What makes a brand reliable is the coherency with which it displays its information across the media. A customer’s understanding of a brand would come from official manufacturing websites, retailer sites, discussions, social media and in-store experiences. But it doesn’t stop the minute a shopper leaves a store with a newly bought product. It goes beyond that. Merchants must continue their communication with customers through customer service support (especially troubleshooting issues), warranty programs, training videos, invaluable content, post-purchase emails, retargeting and remarketing, future discount/referral offers to loyal customers, loyalty programs, and social media reviews from existing customers.
Did you know that the majority of viewers will only click on a display ad or view if a discount offer is at play?
Beyond product packaging and creating enticing and creative ads, marketers should take charge of more channels, not just rely on ad spend and marketing. This means maintaining the company website, taking charge of customer service, making the consumer decision journey more coherent and easy to navigate, market research, video and content creation, and making sure that the customer feels valuable and rewarded, and that any of their queries and concerns will be attended to. This will enhance the enjoy/tell others stage of a customer’s decision journey. Try to find a gap in the consumer decision journey and fill it.
How have others done it?
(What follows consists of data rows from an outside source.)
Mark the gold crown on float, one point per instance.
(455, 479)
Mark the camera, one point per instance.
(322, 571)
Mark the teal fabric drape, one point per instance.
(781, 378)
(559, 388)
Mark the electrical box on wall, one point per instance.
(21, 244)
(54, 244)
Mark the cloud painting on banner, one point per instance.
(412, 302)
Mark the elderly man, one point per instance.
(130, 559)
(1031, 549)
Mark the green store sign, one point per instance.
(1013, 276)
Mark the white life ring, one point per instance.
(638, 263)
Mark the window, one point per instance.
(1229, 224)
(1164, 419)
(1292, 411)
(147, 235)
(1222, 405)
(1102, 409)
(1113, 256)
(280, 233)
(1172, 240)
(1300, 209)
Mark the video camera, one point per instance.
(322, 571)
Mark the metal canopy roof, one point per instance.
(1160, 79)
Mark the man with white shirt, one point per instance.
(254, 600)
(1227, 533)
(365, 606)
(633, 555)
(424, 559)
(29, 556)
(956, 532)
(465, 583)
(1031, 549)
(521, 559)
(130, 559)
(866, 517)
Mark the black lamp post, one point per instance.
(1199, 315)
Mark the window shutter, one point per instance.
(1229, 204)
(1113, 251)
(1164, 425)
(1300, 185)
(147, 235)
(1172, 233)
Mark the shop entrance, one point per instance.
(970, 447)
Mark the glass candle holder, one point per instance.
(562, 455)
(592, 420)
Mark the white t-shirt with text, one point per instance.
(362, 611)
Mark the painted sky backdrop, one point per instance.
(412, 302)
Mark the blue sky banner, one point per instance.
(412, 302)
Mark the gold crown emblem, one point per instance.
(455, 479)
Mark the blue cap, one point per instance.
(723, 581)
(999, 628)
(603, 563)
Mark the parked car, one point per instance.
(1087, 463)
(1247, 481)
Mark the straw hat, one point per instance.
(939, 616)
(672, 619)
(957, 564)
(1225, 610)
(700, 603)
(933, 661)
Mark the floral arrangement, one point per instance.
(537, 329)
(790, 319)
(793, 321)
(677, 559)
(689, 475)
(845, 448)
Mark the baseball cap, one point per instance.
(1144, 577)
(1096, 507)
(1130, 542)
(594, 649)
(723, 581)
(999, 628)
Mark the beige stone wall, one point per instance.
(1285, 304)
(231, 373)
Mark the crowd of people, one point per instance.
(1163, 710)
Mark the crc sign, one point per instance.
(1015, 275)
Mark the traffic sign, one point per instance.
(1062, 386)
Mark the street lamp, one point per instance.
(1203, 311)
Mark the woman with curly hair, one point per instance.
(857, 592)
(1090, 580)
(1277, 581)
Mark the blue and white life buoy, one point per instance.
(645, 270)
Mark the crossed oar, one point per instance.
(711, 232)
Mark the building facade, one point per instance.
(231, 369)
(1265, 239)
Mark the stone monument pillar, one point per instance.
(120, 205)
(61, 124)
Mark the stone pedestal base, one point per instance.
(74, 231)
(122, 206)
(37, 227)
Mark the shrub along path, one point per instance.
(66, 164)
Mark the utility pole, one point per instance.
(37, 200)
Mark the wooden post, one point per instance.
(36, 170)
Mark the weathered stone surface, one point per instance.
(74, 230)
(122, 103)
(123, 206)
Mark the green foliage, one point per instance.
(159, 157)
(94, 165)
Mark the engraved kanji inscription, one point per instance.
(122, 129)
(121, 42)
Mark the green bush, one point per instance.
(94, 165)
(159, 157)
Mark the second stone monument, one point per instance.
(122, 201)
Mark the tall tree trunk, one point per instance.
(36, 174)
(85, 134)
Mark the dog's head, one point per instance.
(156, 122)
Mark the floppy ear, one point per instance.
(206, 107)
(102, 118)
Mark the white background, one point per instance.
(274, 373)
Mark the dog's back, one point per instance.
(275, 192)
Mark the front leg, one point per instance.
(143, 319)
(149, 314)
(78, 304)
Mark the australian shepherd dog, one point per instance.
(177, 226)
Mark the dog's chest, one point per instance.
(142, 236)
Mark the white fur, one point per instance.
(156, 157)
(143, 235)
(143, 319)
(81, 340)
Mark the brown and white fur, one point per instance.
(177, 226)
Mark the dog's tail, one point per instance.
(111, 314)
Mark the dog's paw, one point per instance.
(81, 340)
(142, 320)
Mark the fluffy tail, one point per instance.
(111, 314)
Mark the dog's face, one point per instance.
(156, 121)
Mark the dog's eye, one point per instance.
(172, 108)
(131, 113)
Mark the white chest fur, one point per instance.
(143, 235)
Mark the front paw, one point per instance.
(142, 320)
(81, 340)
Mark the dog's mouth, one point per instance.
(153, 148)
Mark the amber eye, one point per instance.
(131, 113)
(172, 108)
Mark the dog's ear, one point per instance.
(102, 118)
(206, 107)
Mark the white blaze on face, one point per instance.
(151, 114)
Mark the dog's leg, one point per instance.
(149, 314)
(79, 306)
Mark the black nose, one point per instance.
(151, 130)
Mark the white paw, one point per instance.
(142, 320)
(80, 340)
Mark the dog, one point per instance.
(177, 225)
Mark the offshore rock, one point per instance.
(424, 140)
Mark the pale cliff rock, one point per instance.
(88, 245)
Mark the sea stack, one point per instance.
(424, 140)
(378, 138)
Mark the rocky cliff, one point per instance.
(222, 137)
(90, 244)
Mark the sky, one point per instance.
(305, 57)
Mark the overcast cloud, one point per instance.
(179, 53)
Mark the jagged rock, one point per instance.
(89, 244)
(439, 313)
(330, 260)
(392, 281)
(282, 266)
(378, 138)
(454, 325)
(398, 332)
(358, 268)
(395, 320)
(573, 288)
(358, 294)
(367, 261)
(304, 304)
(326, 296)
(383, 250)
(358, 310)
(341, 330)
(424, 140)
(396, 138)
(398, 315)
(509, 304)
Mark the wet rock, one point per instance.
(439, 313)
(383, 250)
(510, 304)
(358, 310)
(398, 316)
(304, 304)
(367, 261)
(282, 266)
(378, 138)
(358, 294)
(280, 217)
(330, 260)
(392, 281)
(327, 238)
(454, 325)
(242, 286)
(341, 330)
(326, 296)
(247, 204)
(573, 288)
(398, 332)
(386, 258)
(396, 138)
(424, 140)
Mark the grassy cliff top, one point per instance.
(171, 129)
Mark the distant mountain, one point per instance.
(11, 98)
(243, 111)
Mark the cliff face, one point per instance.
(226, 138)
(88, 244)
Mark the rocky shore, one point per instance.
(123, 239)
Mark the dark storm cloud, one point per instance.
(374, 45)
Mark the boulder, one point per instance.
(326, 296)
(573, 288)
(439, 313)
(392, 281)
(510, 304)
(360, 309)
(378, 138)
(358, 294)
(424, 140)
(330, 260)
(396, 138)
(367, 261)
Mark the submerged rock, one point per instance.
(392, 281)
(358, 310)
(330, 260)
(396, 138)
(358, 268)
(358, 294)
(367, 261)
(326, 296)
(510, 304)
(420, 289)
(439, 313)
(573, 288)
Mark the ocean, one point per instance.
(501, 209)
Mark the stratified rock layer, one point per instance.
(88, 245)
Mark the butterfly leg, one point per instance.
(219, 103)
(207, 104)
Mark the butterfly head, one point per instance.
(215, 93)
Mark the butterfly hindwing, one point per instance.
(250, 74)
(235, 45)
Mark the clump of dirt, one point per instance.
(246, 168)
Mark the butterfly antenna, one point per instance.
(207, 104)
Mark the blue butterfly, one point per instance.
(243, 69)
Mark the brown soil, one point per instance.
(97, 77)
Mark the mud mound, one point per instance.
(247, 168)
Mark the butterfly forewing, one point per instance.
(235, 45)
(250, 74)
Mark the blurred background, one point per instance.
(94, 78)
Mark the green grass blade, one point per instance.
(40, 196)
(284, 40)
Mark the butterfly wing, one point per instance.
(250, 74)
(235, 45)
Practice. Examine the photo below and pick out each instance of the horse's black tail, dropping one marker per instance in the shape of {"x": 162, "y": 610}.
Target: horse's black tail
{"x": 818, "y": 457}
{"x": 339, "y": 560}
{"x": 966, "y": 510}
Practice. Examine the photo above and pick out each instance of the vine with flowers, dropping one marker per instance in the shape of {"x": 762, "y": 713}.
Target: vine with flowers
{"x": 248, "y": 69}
If you look at the Apple website, for instance, it is rich in highly informative and persuasive content, it boasts captivating and creative videos and tutorials, there are customer forums where clients can express concern, ask questions, interact with other buyers, provide product reviews and more. This creates a consistent and accurate community for the brand that remains with customers long after they bought a product. This customer decision journey is effortless and anyone would engage.
To wrap it all up, are display advertising platforms in need of a reformation or does the role of marketers need to change? Perhaps it’s a bit of both. AdWords and YouTube has yet to up their game in providing their clients with crucial information of who will see their ads and where their ads end up. Marketers may be shooting in the dark and spending a fortune on ad spend, trying to raise brand awareness and so on. But what is the point in spending so much and opting for the lazy option of allowing these advertising platforms to do the job for them? Maybe advertisers and marketers would be better off to spend quality time doing market research, answering and building on customer trust, loyalty and coherent brand awareness, enhancing their customer decision journey, and watching the joyous results of the enjoy/tell others stage, where the work of the marketers is done for them at literally no cost, but only human effort and interaction with their clients. The B2C relationships have changed dramatically due to the digital transformation of our time. No longer are customers walking out with a product, forgetting the very brand they bought from. Brands are big. Brands are powerful. And human communication in a digital age is the most powerful of all.